Ama, Amerikan kurulu düzeni ve medyası, Öz’e hiçbir şey bilmediği 15 Temmuz darbe girişimiyle ilgili FETÖ elebaşı hakkında “Darbeye karıştığına dair inandırıcı bir iddia yok” açıklaması yaptırabiliyor.
Mehmet Öz gibi kariyere sahip birisi böyle bir açıklamaya zorunlu bırakılırken, işin acıklı yönü onun da bunu kabullenmesi.
Demek ki
Hrant Dink bir suikast sonucu öldürülmüş, katil ve azmettirenler yakalanmış, devreye giren istihbaratçılar kamera kayıtları dahil delilleri karartmış, kurbanın çevresine girmiş, tutanaklar, ifadeler, raporlarla “olağan şüpheliler” anlatılmış, ellerine de “Ergenekon” diye bir örgüt şeması verilmiş ve ortalığa bırakılmıştı.
Hrant Dink’in hakkını savunduğunu söyleyen sözde gazeteciler dosyayı okuyup gerçeği yazmak yerine “ön yargılarını, ideoloji ve egolarını” okşayan istihbaratçıların oyuncağı olmuştu. İstihbaratçılar onlara “dünyanın en akıllı adamları” olduğunu hissettirdikçe gerçeklerden uzaklaştılar.
Oysa sadece basit bir gazetecilik merakı gerçeği ortaya çıkarmaya yeterdi.

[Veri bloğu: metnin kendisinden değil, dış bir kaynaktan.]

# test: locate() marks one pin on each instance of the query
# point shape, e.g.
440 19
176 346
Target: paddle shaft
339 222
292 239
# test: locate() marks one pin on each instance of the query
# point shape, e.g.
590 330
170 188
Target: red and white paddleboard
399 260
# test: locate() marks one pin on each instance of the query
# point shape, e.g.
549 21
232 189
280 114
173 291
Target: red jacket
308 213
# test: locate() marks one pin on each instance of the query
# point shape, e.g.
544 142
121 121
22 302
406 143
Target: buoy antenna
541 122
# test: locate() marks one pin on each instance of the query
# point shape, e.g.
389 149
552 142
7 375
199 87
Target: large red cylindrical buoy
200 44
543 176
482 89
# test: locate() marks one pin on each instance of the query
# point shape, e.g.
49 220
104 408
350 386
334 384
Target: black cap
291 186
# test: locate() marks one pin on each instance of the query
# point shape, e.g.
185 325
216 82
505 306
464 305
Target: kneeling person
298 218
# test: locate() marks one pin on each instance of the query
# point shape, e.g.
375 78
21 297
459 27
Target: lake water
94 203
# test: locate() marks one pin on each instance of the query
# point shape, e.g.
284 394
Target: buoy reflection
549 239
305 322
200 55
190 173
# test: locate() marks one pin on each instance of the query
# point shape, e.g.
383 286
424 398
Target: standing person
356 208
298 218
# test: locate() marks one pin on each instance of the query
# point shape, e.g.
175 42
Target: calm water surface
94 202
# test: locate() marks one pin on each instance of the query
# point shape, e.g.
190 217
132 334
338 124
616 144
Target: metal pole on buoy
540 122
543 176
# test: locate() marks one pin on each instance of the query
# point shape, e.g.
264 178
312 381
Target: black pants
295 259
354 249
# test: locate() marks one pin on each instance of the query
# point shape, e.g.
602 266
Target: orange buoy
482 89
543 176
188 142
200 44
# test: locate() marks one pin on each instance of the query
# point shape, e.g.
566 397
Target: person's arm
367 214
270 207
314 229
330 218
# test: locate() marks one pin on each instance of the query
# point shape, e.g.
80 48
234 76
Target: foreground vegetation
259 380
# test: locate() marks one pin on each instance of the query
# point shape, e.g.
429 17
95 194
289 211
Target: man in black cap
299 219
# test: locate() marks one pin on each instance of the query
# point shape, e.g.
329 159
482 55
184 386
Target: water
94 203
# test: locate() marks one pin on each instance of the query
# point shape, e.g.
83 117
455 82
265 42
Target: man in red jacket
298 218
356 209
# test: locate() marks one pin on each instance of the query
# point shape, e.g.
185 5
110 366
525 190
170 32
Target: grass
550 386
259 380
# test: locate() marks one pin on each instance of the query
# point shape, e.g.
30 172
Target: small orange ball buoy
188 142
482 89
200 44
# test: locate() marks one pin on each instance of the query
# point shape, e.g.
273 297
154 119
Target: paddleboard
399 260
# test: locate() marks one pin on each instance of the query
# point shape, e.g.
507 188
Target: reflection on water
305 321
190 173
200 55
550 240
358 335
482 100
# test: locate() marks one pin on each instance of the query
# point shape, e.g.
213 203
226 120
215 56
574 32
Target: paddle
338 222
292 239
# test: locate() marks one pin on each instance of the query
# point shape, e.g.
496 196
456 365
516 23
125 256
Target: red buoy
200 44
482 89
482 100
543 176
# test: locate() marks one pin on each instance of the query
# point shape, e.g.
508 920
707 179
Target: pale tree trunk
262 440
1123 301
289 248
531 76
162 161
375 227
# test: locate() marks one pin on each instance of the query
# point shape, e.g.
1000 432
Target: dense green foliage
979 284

DİNK VE YAZICIOĞLU DOSYASI
2007 yılından itibaren, suikastçıların yakalanmış olmasına rağmen bu cinayetin arkasında soruşturmayı yürüten FETÖ’cü istihbaratçıların olduğunu yazıp çizdim. Başıma ne geldiyse bundan sonra geldi. Ama zamanla yalanlar savrulup gitti, 15 yıl sonra bugün de kendini koruyan gerçek ortaya çıktı. Ve vardığım sonuç şu oldu: Suikast dosyasında kim delilleri karartıyor, yok ediyor ve değiştirip fail yaratıyorsa aslında gerçek fail odur.
FETÖ’cü istihbaratçılar faili oldukları dosyada delil karartıp fail yaratmıştı. Daha sonra Muhsin Yazıcıoğlu suikastı dosyasında da aynı durum ortaya çıktı.
Fail, soruşturmayı yürütürken delil karartan ve fail yaratan suikastları kamuoyu oluşturmak için Ergenekon dosyasına alıp sonra da çıkartan FETÖ mensubu yargı ve istihbarat personeliydi.
DELİL KARARTMA SORUŞTURMASI ÖNEMLİ
“Bu işlerin sulandırıldığı gibi bir kaygı var. Bana da öyle geliyor. Baksanıza sürekli Silivri Cezaevi’yle GATA arasında yatay geçiş, yani yatış geçişi var. Bizim Erzurumlular bunu şöyle yorumluyor: ‘Bu işin içinde bir GATA’kulli var.’”
Aynı dönemde Bülent Arınç da FETÖ operasyonlarına tam destek veriyor, “Türkiye bağırsaklarını temizliyor” diyordu.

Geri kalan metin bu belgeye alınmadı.